The following piece is from Chicago Tribune. It was written by Achy Obejas.
By: Achy Obejas
She’s on the FBI Most Wanted Terrorists list. Why Cuba protects her.
In May 2013, on the 40th anniversary of her arrest, Assata Shakur was suddenly and inexplicably named to the FBI’s Most Wanted Terrorists list, with an award of up to $2 million for her capture. She was the first woman ever put on that list, but she gained that notorious promotion at a time when she was doing little that could be conceived of as criminal. Shakur, also known as Joanne Deborah Chesimard, was serving a life sentence for murder when she escaped from prison in 1979. For the last 30 years, she has been quietly living in Havana, occasionally entertaining visitors in her modest apartment, writing and rarely drawing attention to herself.
At the time Shakur made the Most Wanted Terrorists list, Aaron Ford, special agent in charge of the FBI’s Newark office, said, “While living openly and freely in Cuba, she continues to maintain and promote her terrorist ideology. She provides anti-U.S.-government speeches, espousing the Black Liberation Army’s message of revolution and terrorism.”
In other words, even by FBI standards, Shakur was raised to terrorist level on pretty shaky grounds: for speaking and writing, usually protected activities. At the time, I speculated in an essay for WBEZ that Shakur’s addition to the FBI list might have been a way to pressure Cuba to release U.S. Agency for International Development worker Alan Gross. That was 19 months ago. Just this month, when President Barack Obama announced that the U.S. and Cuba were working to normalize relations and that Gross would be released, he said the two countries had been in secret talks for 18 months.
Not surprisingly, Shakur is back in the news. Gov. Chris Christie of New Jersey, where Shakur was convicted of killing one state trooper and grievously wounding another, has called for her extradition.
But Shakur will never go back to New Jersey or anywhere on American soil, and it’s not just because Cuba and the U.S. have no extradition treaty. Both countries have inherent interests, ethical and not so ethical, in allowing Shakur to die of natural causes in Havana.

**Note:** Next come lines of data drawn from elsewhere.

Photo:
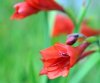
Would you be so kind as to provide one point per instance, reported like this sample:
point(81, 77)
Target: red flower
point(23, 10)
point(88, 31)
point(63, 25)
point(30, 7)
point(58, 59)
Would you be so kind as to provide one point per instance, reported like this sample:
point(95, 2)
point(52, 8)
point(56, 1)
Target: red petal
point(45, 4)
point(63, 25)
point(23, 10)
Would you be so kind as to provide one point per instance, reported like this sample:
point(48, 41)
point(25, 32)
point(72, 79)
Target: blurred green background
point(20, 43)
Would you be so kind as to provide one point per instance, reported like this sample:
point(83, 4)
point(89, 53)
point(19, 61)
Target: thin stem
point(46, 35)
point(82, 15)
point(71, 16)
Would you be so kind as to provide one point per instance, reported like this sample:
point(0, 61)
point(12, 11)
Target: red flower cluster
point(64, 25)
point(29, 7)
point(58, 59)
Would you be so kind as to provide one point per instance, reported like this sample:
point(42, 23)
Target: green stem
point(81, 16)
point(71, 16)
point(46, 36)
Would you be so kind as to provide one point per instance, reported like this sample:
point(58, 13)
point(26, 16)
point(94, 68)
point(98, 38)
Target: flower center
point(64, 54)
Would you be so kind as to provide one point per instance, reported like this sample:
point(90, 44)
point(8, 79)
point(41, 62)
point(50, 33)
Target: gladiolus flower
point(30, 7)
point(64, 25)
point(23, 10)
point(58, 59)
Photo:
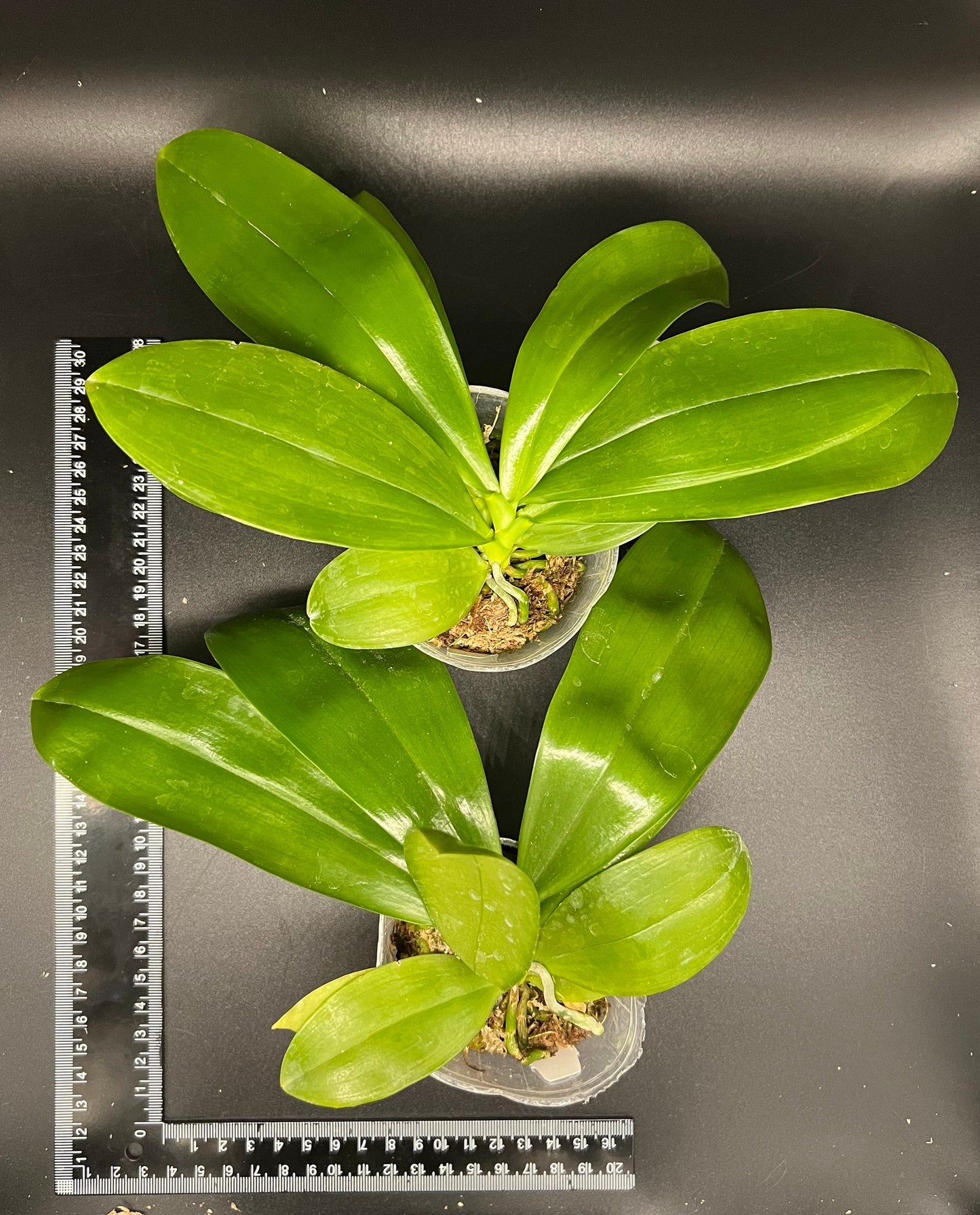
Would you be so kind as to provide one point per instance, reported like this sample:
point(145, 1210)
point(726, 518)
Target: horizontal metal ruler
point(111, 1136)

The first is practical: If the U.S. makes a serious request for Shakur, Cuba will undoubtedly counter with a request of its own for Luis Posada Carriles. The 86-year-old, who has long ties to the CIA and its covert activities in Latin America, is now living out his old age in Miami. Among his crimes: He was convicted in Panama of the 1976 bombing of a Cuban airliner that killed 73 civilians. He has been suspected of planting bombs in Havana in 1997 (including one that killed an Italian tourist). He was arrested in Panama for an attempt on Fidel Castro’s life but pardoned by the U.S.-supported president of that country in 2004.